New Museum

Simone Leigh

22 Jun - 18 Sep 2016

© Simone Leigh
Landscape, from the series Anatomy of Architecture, 2016
Digital collage
Courtesy the artist
SIMONE LEIGH
The Waiting Room
22 June – 18 September 2016

“Simone Leigh: The Waiting Room” will mark a new chapter in artist Simone Leigh’s ongoing exploration of black subjectivities, particularly those of women.

In her work, Leigh (b. 1968, Chicago, IL) demands that the concerns, roles, and rights of women of color be recognized as central, rather than pushed to the margins. For her exhibition and residency at the New Museum, the artist considers the possibilities of disobedience, desire, and self-determination as they manifest in resistance to an imposed state of deferral and debasement. Whereas discourses of patience, pragmatism, and austerity often underscore political debates surrounding the failures of public health care and related conditions, Leigh finds inspiration in parallel histories of urgency, agency, and intervention within social movements and black communities, past and present. Troubling the notion of separate narratives, she implicates violent, institutionalized control and indifference as the conditions under which forms of self care and social care can become radical or alternative.

Focusing specifically on an expanded notion of medicine, “The Waiting Room” references a wide range of care environments and opportunities—from herbalist apothecaries and muthi [medicine] markets in Durban, South Africa, to meditation rooms and movement studios—and involves a variety of public and private workshops and healing treatments that the artist refers to as “care sessions.” Blurring the distinction between bodily and spiritual health, or between wellness and happiness—and, in doing so, countering the perception of holistic care as a luxury good—Leigh has convened practitioners who view social justice as integral to their work.
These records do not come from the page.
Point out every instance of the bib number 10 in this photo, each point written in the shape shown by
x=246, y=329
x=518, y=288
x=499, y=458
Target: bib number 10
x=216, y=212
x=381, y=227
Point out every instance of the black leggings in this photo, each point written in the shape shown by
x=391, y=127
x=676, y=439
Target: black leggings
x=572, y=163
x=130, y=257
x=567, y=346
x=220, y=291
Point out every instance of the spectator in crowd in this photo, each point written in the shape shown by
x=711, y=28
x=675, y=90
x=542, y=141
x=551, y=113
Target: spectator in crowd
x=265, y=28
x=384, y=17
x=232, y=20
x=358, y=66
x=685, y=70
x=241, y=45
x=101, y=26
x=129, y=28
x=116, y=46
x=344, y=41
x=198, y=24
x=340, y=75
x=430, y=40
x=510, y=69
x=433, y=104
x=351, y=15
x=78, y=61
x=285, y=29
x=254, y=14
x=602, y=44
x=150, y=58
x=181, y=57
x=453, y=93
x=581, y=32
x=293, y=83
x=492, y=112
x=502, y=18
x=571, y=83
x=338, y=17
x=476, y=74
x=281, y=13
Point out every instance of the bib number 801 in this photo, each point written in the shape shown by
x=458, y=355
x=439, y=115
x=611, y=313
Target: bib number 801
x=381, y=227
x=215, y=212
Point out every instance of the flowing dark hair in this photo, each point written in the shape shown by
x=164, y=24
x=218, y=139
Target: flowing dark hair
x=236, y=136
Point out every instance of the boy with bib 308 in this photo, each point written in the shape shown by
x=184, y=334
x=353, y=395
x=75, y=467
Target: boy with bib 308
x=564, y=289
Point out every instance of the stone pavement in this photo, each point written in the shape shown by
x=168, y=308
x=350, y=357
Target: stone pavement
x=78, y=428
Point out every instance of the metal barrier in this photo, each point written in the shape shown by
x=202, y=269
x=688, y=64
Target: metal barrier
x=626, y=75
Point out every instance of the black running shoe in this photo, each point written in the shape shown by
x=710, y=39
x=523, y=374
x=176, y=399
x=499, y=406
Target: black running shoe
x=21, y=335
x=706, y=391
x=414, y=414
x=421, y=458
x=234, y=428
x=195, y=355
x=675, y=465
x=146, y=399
The project also takes into account a history of social inequalities that have necessitated community-organized care, traditionally provided by women, from the United Order of Tents, a secret society of nurses that has been active since the time of the Underground Railroad, to volunteers in the Black Panther Party’s police-embattled clinics that were active from the 1960s to the 1980s. “The Waiting Room” suggests that creating a space for wellness may require both the making of a sanctuary and an act of disobedience against the systemic enactment and repudiation of black pain.

This project developed out of an earlier iteration of Leigh’s socially engaged work “Free People’s Medical Clinic” (2014), organized by Creative Time, which provided free treatments and workshops over the course of four weekends in the former Bedford-Stuyvesant, Brooklyn, home of Dr. Josephine English, the first black ob-gyn in the state of New York. At the New Museum, Leigh continues her involvement with professionals in the field of holistic health, while creating a new installation and a private, “underground” series of intimate, in-depth workshops and classes for community partners to take place while the Museum is closed to the public. Additionally, a series of talks, performances, and events conceptualized as medicinal dialogues on aging, disobedience, abortion, healing performances, and toxicity will be offered throughout Leigh’s residency.

“The Waiting Room” inaugurates the Department of Education and Public Engagement’s annual R&D Summers, a research and development residency and exhibition program that will foreground the New Museum’s year-round commitment to community partnerships and to public dialogue at the intersection of art and social justice. Each R&D Summer will take the form of a residency and an exhibition.

The exhibition is curated by Johanna Burton, Keith Haring Director and Curator of Education and Public Engagement; Shaun Leonardo, Manager of School, Youth, and Community Programs; and Emily Mello, Associate Director of Education. The exhibition is accompanied by a broadsheet designed by Nontsikelelo Mutiti.

Simone Leigh was born in Chicago in 1968 and lives and works in New York. Her recent and upcoming solo presentations include “Hammer Projects: Simone Leigh,” the Hammer Museum, Los Angeles (2016); “Simone Leigh: I ran to the rock to hide my face the rock cried out no hiding place,” the Kansas City Art Institute (2016); “Free People’s Medical Clinic,” created with Creative Time (2014); “Gone South,” the Atlanta Contemporary Art Center (2014); and “You Don’t Know Where Her Mouth Has Been,” the Kitchen, New York (2012). In 2016, Leigh received A Blade of Grass Fellowship, a John Simon Guggenheim Memorial Foundation Fellowship, and the Herb Alpert Award in the Arts. She has also received grants and awards from the Louis Comfort Tiffany Foundation, Creative Capital, the Lower Manhattan Cultural Council, the Joan Mitchell Foundation, Art Matters, and the New York Foundation for the Arts. Leigh was an artist in residence at the Studio Museum in Harlem from 2010 to 2011 and the Bronx Museum’s Artist in the Marketplace (AIM) program in 2009. She was a facilitator of the International Art Programme at the Centre for Contemporary Art in Lagos, Nigeria, in 2012 and at the Àsìkò School, Dakar, Senegal, in 2013.